Outbreaks of E. coli O157:H7 and Shiga toxin–producing E. coli O157:NM (subsequently referred to as E. coli O157) investigated by state and local health departments were reported to CDC by telephone, outbreak report, or through the routine foodborne disease outbreak surveillance system (9). In preparation for this summary, an epidemiologist reviewed all reports including published outbreaks not otherwise reported. Information collected from each outbreak report included city, setting, and suspected transmission route and vehicle. The date of first illness, hospitalizations, number of ill persons, bloody diarrhea, culture-confirmed illness, HUS, and deaths were also obtained. We defined an outbreak as >2 cases of E. coli O157 infection (at least 1 culture-confirmed) with a common epidemiologic exposure. For purposes of defining an outbreak, we considered a case as a stool culture yielding E. coli O157, or bloody diarrhea, or HUS. Each investigator reported the total number of outbreak-related cases, often including those with compatible clinical illness but without culture confirmation of illness. Infections acquired outside the United States were not included.

We defined outbreak onset as month and year first illness onset was reported, and outbreak setting as place where exposure occurred. Outbreaks due to a distributed food item and not isolated to a single venue or event were classified as communitywide. Fast-food settings were defined as establishments where payment is made before receiving food. Outbreaks were classified into 1 of 6 transmission routes on the basis of how most patients acquired the infection (foodborne, person-to-person, recreational water, drinking water, animal exposure, or laboratory). Outbreaks with a common exposure but in which a major transmission route was not identified were classified as unknown transmission route. Median outbreak sizes were compared by using the Kruskal-Wallis test. Outbreak-related HUS and death rates were compared by using a chi-square test.

Foodborne outbreaks were defined as the occurrence of >2 cases of E. coli O157 infection resulting from ingestion of a common food, or if food vehicle was undetermined, sharing a common meal or food facility. Food vehicles were grouped into the following categories: ground beef, other beef, produce, dairy, other, or unknown. Food vehicles were implicated statistically in case-control studies (p < 0.05), by isolation of E. coli O157 from a suspect item, or by being the only common food item consumed by cases. A multistate outbreak was defined as exposure to a common vehicle occurring in >1 state. HUS cases were classified by individual investigators and included those cases diagnosed as thrombotic thromobocytopenic purpura following E. coli O157 infection.


Figure 1

Thumbnail of Escherichia coli O157 outbreaks by year, 1982–2002 (n = 350).

Figure 1. Escherichia coli O157 outbreaks by year, 1982–2002 (n = 350).

Figure 2

Thumbnail of Median size of Escherichia coli O157 outbreaks by year.

Figure 2. Median size of Escherichia coli O157 outbreaks by year.

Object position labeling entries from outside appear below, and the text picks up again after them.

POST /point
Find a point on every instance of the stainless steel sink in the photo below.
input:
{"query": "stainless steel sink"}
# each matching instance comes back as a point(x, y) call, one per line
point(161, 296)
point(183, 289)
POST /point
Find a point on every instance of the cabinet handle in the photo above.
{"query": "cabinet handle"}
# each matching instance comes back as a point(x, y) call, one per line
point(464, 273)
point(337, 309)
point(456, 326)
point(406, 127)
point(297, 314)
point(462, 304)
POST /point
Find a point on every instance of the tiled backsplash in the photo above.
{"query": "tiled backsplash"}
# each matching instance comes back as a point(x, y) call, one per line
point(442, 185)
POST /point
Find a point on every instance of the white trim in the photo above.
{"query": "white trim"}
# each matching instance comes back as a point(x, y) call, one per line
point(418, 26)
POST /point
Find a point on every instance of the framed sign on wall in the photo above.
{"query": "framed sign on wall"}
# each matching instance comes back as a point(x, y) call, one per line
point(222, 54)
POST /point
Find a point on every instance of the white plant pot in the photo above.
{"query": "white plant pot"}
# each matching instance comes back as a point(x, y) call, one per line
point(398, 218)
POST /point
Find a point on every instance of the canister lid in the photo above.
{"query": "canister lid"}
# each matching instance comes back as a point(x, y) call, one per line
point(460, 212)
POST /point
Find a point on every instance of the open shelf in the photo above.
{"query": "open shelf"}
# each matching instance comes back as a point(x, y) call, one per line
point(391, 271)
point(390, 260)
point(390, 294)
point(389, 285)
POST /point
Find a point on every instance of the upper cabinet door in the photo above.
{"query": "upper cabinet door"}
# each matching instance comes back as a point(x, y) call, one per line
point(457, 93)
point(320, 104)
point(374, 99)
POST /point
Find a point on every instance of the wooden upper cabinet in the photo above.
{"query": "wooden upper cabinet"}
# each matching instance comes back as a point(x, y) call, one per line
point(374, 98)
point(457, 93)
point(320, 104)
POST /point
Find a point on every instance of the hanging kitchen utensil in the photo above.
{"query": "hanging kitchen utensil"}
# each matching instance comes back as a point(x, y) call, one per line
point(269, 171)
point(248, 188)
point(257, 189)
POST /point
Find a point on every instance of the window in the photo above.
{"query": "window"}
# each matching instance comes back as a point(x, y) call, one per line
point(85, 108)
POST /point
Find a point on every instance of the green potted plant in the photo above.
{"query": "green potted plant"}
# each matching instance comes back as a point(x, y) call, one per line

From 1982 to 2002, a total of 350 outbreaks were reported from 49 states, accounting for 8,598 cases of E. coli O157 infection. Among cases, there were 1,493 (17.4%) hospitalizations, 354 (4.1%) cases of HUS, and 40 (0.5%) deaths. The number of reported outbreaks began rising in 1993, and peaked in 2000 with 46 (Figure 1). Outbreak size ranged from 2 to 781 cases, with a median of 8 cases. Median outbreak size appears to have declined from 1982 to 2002 (Figure 2). Most outbreaks (89%) occurred from May to November. Of the 326 outbreaks reported from a single state, Minnesota reported the most (43 outbreaks), followed by Washington (27 outbreaks), New York (22 outbreaks), California (18 outbreaks), and Oregon (18 outbreaks). Among the 350 outbreaks, transmission routes for 183 (52%) were foodborne, 74 (21%) unknown, 50 (14%) person-to-person, 21 (6%) recreational water, 11 (3%) animal contact, 10 (3%) drinking water, and 1 (0.3%) laboratory-related transmission route (Table).

Foodborne Outbreaks

Figure 3

Thumbnail of Transmission routes of Escherichia coli O157 outbreaks by year.

Figure 3. Transmission routes of Escherichia coli O157 outbreaks by year.

Food remained the predominant transmission route from 1982 to 2002 (Figure 3), accounting for 52% of 350 outbreaks and 61% of 8,598 outbreak-related cases. Foodborne outbreaks most frequently occurred in communities (53 [29%] of 183), restaurants/food facilities (51 [28%]), and schools (16 [9%]). Median size of foodborne outbreaks varied by setting: the smallest occurred in individual residences (3 cases), and the largest outbreaks in residential facilities (44 cases), followed by camps (36 cases). Among 51 restaurant and food facility outbreaks, 22 were from chain establishments (including 12 fast-food establishments) and 29 from single establishments. The median number of cases per restaurant/food facility outbreak was larger in chain than single establishments (21 vs. 8, p < 0.001). Among the 183 foodborne outbreaks, the food vehicle for 75 (41%) was ground beef, 42 (23%) unknown, 38 (21%) produce, 11 (6%) other beef, 10 (5%) other foods, and 7 (4%) dairy products.

Ground Beef

Figure 4

Thumbnail of Vehicles of foodborne Escherichia coli O157 outbreaks by year.

Figure 4. Vehicles of foodborne Escherichia coli O157 outbreaks by year.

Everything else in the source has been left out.